Geo Networks is teaming up with Broadband for the Rural North (B4RN) to provide superfast internet connections to remote areas in Lancashire.
The company is known for its dark fibre installations – recycling pre-installed fibre optic cables no longer in use – to bring speeds of up to 1Gbps across cities. By teaming with B4RN, it plans to provide the same connections to rural areas.
B4RN is a non-profit organisation that has been working to build a network and roll-out fibre connections to homes across eight parishes in Lancashire which would not be deemed commercially viable by large telecoms providers.
This local network is now set to be connected up to the national peering centre at Manchester Telecity by Geo Networks, which will boost speeds from the initial goal of 100Mbps to a significantly higher 1Gbps.
Barry Forde, CEO of B4RN, said the organisation realised it needed to provide higher bandwidth connections if the project was to be viable and leasing dark fibre was the best way.
“We did look at options from other providers but they aren’t viable for us as they can’t provide flexible capacity at a cost-effective price,” Forde said.
“We chose Geo because it runs a first-class, open-access network with an excellent reliability record.”

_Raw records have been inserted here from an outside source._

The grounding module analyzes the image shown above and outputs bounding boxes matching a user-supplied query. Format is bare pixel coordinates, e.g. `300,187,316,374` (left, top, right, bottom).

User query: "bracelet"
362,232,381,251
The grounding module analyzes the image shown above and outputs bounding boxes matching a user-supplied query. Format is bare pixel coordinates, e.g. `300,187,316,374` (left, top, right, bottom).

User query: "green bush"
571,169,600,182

“Leasing its fibre enables us to operate at a carrier level to bring superfast internet speeds to those in the remotest of areas. This will make a real difference to people’s quality of life.”
The overall cost of the B4RN project is £1.86m and has so far received no funding from the government, raising all the money from the community itself.
Chris Smedley, CEO of Geo, said: “This is an extremely exciting project which will see some of the remotest parts of the UK enjoying broadband speeds unrivalled to most of the world’s leading business cities.”
“Leasing Geo’s dark fibre is a genuine, future-proof investment decision for the community, which will benefit from reliable and flexible high-capacity services.”
Lancashire County Council has signed a £32m deal with BT to provide broadband across the area, but this would not cover the most rural parts B4RN is working in.